Cada distração que passa, seja longe, dentro de carro, com o pai do lado (namorado "a gente" finge que não viu e depois comenta), numa moto ou num par de havaianas, vira tema eminente das conversações da roda. Homens, lembre-se agora do termo: homens. É incrível, não perdoam uma! e deixam menos de 10% do tempo juntos para falar em outras coisas: "quem vai levar a cerveja para ver o jogo hoje à noite". Nessas horas, quando as desfilantes invadem a conversa, 90%, eu sempre fico mudo, vejo de fora, sabe como é? Eu não sei por que, mas não estou nem aí para isso, ao mesmo tempo que estou totalmente amarrado nisso. Se não fossem eles, se eu estivesse com pessoas como eu, daria uma olhada ou outra com a maior finalidade de descobrir se eu conhecia a pessoa, para enfim cumprimenta-la caso se demonstrasse estar de "conhecido" para cima. Uma ou outra que chamasse mais a atenção me faria olha-la de costas, se afastando. Nunca fui de olhar para bunda de mulher, mas de um tempo para cá, antes que perceba, meus olhos já caíram em decotes ou cofrinhos; curvilíneos virtuosos ou demonstrações de peças íntimas - principalmente no colégio.
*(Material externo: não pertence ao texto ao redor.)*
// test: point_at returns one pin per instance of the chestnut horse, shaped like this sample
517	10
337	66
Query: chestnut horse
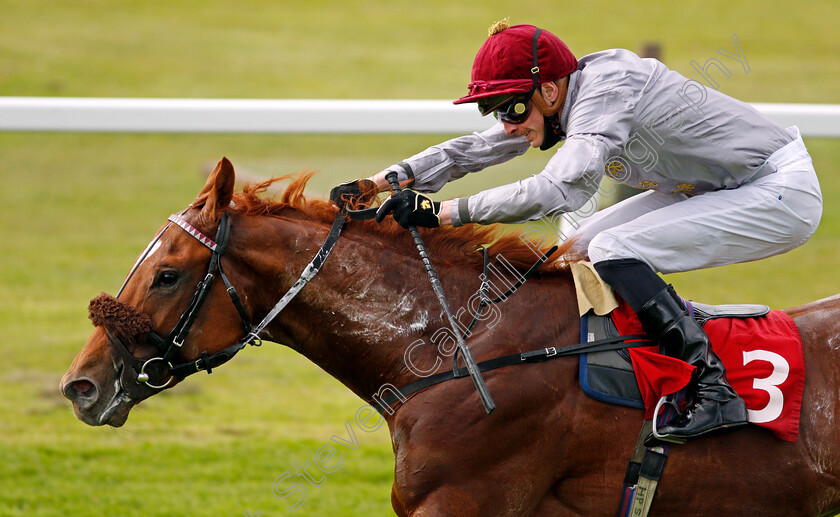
546	450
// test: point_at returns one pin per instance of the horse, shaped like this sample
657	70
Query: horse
369	319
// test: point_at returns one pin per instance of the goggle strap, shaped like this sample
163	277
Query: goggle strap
535	70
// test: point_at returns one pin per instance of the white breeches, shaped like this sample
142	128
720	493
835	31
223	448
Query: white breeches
674	232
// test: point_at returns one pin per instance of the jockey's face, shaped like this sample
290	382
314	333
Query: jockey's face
533	128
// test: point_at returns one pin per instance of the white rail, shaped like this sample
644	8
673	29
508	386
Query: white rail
301	116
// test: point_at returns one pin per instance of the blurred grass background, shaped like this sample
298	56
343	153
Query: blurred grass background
76	209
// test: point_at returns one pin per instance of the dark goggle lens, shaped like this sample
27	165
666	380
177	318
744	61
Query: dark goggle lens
515	111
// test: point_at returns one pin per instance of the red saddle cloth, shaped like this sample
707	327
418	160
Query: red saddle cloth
764	363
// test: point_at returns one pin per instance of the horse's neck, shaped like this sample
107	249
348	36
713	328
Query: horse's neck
358	317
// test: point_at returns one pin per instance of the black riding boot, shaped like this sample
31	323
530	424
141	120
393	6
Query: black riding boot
714	405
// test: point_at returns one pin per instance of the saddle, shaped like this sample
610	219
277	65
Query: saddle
760	349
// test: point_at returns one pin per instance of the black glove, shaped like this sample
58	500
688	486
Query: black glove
354	193
410	209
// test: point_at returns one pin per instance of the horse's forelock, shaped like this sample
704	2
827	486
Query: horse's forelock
122	320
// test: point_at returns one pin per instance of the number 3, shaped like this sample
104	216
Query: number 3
781	369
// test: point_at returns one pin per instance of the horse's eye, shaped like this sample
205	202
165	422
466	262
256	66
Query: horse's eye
166	279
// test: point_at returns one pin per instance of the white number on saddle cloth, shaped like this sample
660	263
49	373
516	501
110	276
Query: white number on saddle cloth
770	384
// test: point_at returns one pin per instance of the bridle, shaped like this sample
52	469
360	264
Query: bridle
141	378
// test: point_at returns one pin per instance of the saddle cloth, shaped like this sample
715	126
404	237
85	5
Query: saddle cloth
763	357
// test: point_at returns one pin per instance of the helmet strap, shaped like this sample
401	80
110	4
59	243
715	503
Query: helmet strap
553	133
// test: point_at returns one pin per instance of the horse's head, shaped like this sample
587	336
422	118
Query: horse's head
170	319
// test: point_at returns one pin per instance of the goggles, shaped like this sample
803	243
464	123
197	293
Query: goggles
512	109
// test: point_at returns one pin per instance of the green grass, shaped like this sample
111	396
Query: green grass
78	208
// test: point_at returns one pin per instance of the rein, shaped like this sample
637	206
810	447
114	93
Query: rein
389	398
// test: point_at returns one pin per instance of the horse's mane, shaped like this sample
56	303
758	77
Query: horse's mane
447	244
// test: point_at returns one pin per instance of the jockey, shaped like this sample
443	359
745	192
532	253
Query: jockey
722	184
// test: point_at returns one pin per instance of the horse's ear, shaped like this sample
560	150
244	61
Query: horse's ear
217	192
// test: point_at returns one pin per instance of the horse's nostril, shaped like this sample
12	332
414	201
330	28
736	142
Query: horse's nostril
81	392
83	387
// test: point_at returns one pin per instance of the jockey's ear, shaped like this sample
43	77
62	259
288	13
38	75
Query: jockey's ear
217	192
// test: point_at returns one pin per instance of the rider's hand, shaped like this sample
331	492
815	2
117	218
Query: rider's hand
410	209
354	193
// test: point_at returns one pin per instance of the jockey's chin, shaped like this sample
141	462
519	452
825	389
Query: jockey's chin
533	128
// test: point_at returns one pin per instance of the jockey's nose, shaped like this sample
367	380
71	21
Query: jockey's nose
82	392
510	128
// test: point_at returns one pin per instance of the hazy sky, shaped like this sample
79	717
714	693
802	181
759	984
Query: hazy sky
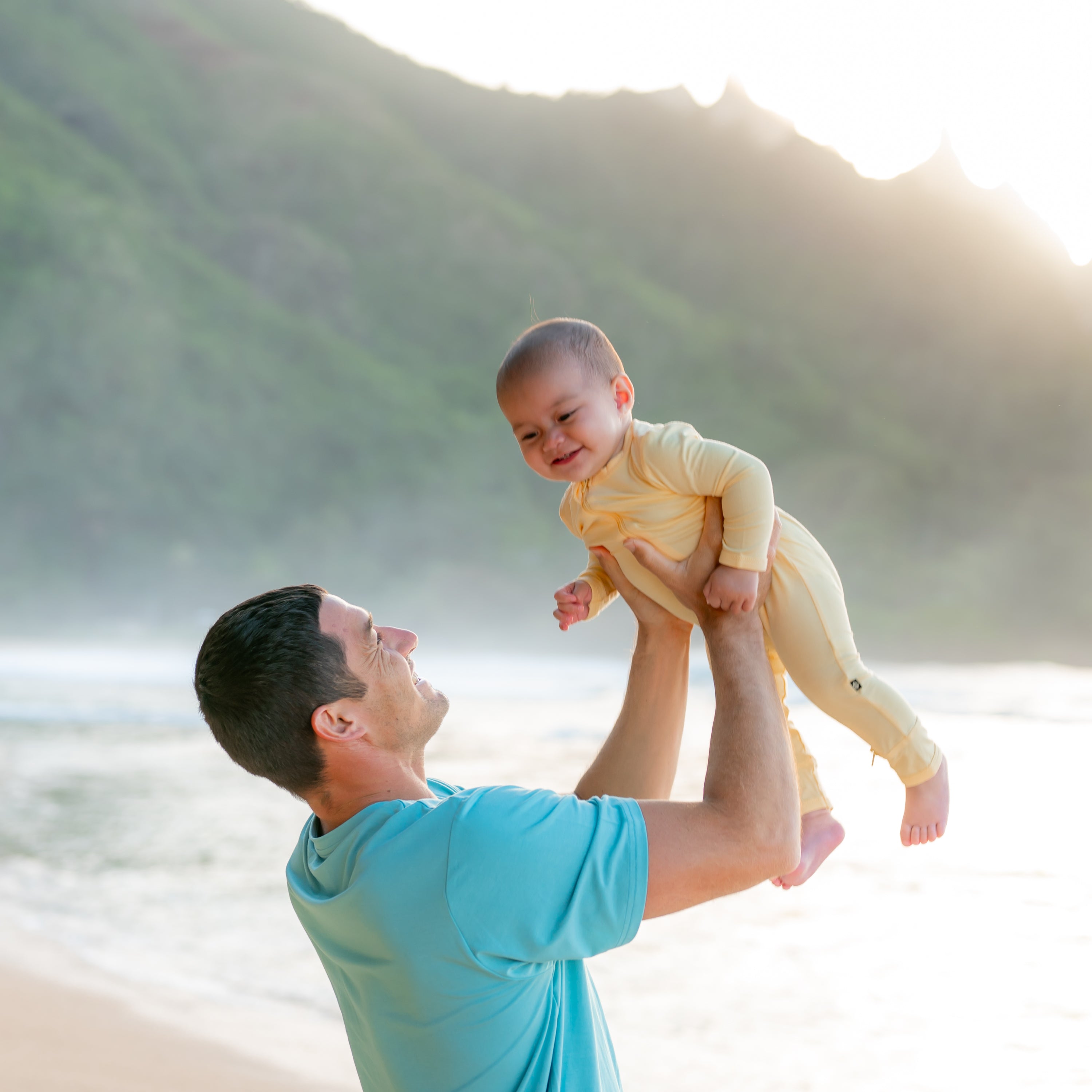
1012	83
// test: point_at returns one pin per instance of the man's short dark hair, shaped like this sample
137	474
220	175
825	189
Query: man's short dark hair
556	340
264	669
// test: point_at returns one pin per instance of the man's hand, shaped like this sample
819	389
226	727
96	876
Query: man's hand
732	590
573	603
649	614
689	578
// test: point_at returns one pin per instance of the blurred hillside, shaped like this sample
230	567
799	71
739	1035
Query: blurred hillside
257	274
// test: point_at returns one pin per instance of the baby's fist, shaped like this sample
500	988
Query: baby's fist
733	590
573	603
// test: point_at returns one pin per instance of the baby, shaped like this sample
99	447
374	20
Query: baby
570	403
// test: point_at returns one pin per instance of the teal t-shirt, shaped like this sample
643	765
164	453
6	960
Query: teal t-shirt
455	931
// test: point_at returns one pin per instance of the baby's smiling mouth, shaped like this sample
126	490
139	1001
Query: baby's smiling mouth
563	460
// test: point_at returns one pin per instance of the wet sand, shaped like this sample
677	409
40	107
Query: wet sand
56	1039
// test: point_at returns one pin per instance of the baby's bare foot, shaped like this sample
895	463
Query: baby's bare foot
820	836
926	815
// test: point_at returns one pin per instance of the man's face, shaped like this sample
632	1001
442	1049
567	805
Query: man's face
401	711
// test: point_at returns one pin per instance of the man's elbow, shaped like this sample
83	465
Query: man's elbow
782	855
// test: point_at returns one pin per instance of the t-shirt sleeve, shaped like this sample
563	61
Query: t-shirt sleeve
534	876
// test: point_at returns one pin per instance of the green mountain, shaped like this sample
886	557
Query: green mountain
257	274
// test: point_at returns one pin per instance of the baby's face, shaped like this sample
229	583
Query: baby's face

Ah, eu tirei a pérola "curvilíneos virtuosos" de uma propaganda da TV, dessas da polishop, ligue e compre, entregamos na sua casa. Era um sutiã de silicone que se você apertasse mais seus seios com plugger apertator 2 mil e trinta, que só aquele sutiã tem, você poderia passar os seus seios de "sex esportivos" para "curvilíneos virtuosos". Claro que isso narrado com a aquela voz clássica do locutor que consegue dizer 20 palavras onde cabem duas.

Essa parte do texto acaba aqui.